"How your purchasing decisions can save our most endangered ecosystem"
Marshall Johnson, TEDxFargo
https://www.youtube.com/watch?v=jn_HMRykQmw&feature=youtu.be
It is undeniable that native grasslands and wetlands are the most endangered ecosystem, along with its birds and range of ecosystem services. However, the tangibility of consumer effects on the loss of these lands is sometimes lost on both conservationists and consumers themselves. In his TEDx talk, Marshall Johnson speaks on the power of consumer decisions to save the world’s “most endangered ecosystem.”
Marshall Johnson, the featured speaker in the TEDx talk is the Executive Director of Audubon Dakota and Vice President of the National Audubon Society. Like many other successful conservation experts, Johnson’s team has focused on creating community-based solutions to land loss. His goal is simple: win-win alignment. This alignment requires solutions that conserve animals, plants, and the lands they inhabit, but still work for ranchers and consumers. The program Johnson leads, the Audubon Dakota’s Urban Woods and Prairie Initiative, boasts the title of the largest urban conservation program in the Northern Great Plains.
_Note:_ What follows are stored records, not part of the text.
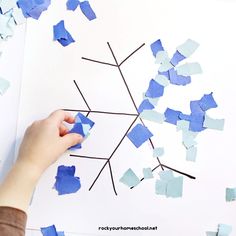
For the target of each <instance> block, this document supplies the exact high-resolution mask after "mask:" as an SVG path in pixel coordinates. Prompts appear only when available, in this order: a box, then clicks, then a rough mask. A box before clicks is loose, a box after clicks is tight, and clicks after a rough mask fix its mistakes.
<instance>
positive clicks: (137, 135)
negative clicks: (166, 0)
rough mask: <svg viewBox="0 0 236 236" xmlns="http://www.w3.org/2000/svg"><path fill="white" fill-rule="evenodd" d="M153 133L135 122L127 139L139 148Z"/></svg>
mask: <svg viewBox="0 0 236 236" xmlns="http://www.w3.org/2000/svg"><path fill="white" fill-rule="evenodd" d="M152 136H153V134H152V133H151V132H150V131H149V129H148V128H147V127H145V126H143V125H142V124H137V125H136V126H135V127H134V128H133V129H132V130H131V131H130V132H129V133H128V134H127V137H128V138H129V140H130V141H131V142H132V143H133V144H134V145H135V147H137V148H139V147H140V146H141V145H142V144H143V143H145V142H146V141H147V140H148V139H149V138H151V137H152Z"/></svg>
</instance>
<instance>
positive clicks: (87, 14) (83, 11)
mask: <svg viewBox="0 0 236 236" xmlns="http://www.w3.org/2000/svg"><path fill="white" fill-rule="evenodd" d="M80 9H81V11H82V12H83V14H84V15H85V16H86V17H87V19H88V20H90V21H91V20H94V19H96V18H97V17H96V14H95V12H94V11H93V9H92V7H91V6H90V4H89V2H88V1H84V2H81V3H80Z"/></svg>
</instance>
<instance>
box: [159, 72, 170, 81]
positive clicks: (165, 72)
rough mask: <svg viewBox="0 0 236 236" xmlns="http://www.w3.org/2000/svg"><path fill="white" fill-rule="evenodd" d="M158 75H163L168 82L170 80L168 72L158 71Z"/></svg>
mask: <svg viewBox="0 0 236 236" xmlns="http://www.w3.org/2000/svg"><path fill="white" fill-rule="evenodd" d="M158 74H159V75H164V76H165V77H166V78H167V79H168V80H170V73H169V71H163V72H160V71H158Z"/></svg>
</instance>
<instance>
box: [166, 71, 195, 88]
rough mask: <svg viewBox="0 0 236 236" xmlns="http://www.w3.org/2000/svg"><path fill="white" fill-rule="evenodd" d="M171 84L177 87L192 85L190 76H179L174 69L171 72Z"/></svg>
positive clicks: (176, 72) (170, 72) (170, 76)
mask: <svg viewBox="0 0 236 236" xmlns="http://www.w3.org/2000/svg"><path fill="white" fill-rule="evenodd" d="M169 75H170V83H171V84H175V85H183V86H185V85H187V84H190V83H191V77H190V76H183V75H178V74H177V72H176V70H175V69H174V68H172V69H170V70H169Z"/></svg>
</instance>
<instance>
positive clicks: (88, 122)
mask: <svg viewBox="0 0 236 236" xmlns="http://www.w3.org/2000/svg"><path fill="white" fill-rule="evenodd" d="M94 124H95V123H94V122H93V121H92V120H90V119H89V118H88V117H86V116H84V115H83V114H82V113H78V114H77V115H76V117H75V124H74V126H73V128H72V129H71V130H70V131H69V133H77V134H80V135H81V136H83V137H86V136H87V135H89V130H90V129H92V128H93V126H94ZM81 147H82V146H81V144H80V143H78V144H77V145H75V146H73V147H71V148H70V149H72V150H73V149H80V148H81Z"/></svg>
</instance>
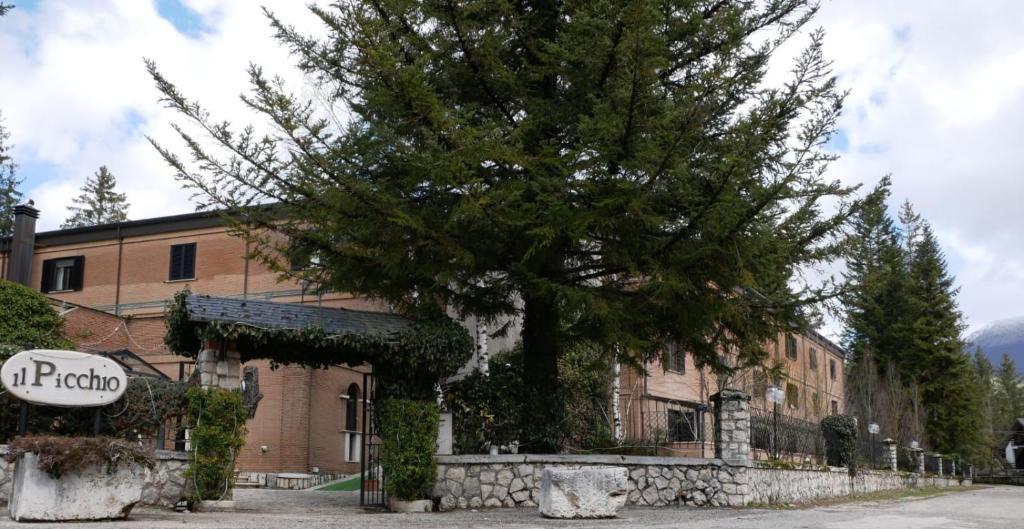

Five years ago, Johnson and his colleagues hatched the idea of an Audubon seal: a certification found on food products that certifies that the product was grown on Audubon certified “bird-friendly” land. Johnson states that everybody wins: consumers are confident in buying food that helps the environment, ranchers gain added appeal for their products, and grassland/wetland ecosystems remain protected and healthy.